At present, it is not always possible to effectively design individualized patient therapy against a particular target or pathway. Instead, investigators have employed high-throughput methods to screen a host of drugs for the ability to preferentially destroy ex-vivo AML cells from a specific patient compared with normal bone marrow. The advantage of this approach relies on the fact that treatment can then be selected as a result of preclinical evidence for a specific patient. In addition, biomarkers can be identified.
Present AML response criteria are insufficient to stratify patients for risk of subsequent relapse and death.
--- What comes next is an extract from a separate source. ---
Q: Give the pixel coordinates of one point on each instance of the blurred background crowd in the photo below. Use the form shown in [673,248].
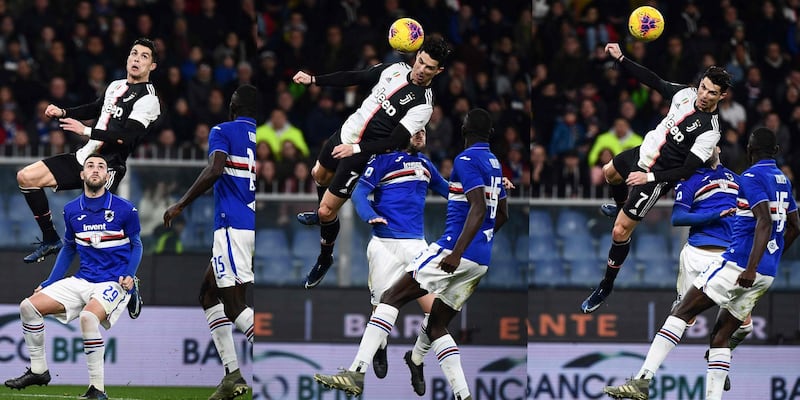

However, detailed sequential information regarding the amount of disease remaining to treat is equally as important as identifying the type of disease to be treated in any truly precision medicine strategy for AML. Also, the clonal composition of residual leukemia during or after treatment may provide predictive information in the form of biology, mutations or phenotype that are associated with response or treatment resistance to a therapy or combination therapy.
In summary, precision medicine for AML involves more than choosing the correct drug, or correctly characterizing the malignant clone. This paradigm is entrenched on the need to select the right treatment, for the right patient, at the right time – and repeating this process while monitoring for changes in disease burden and biology over time.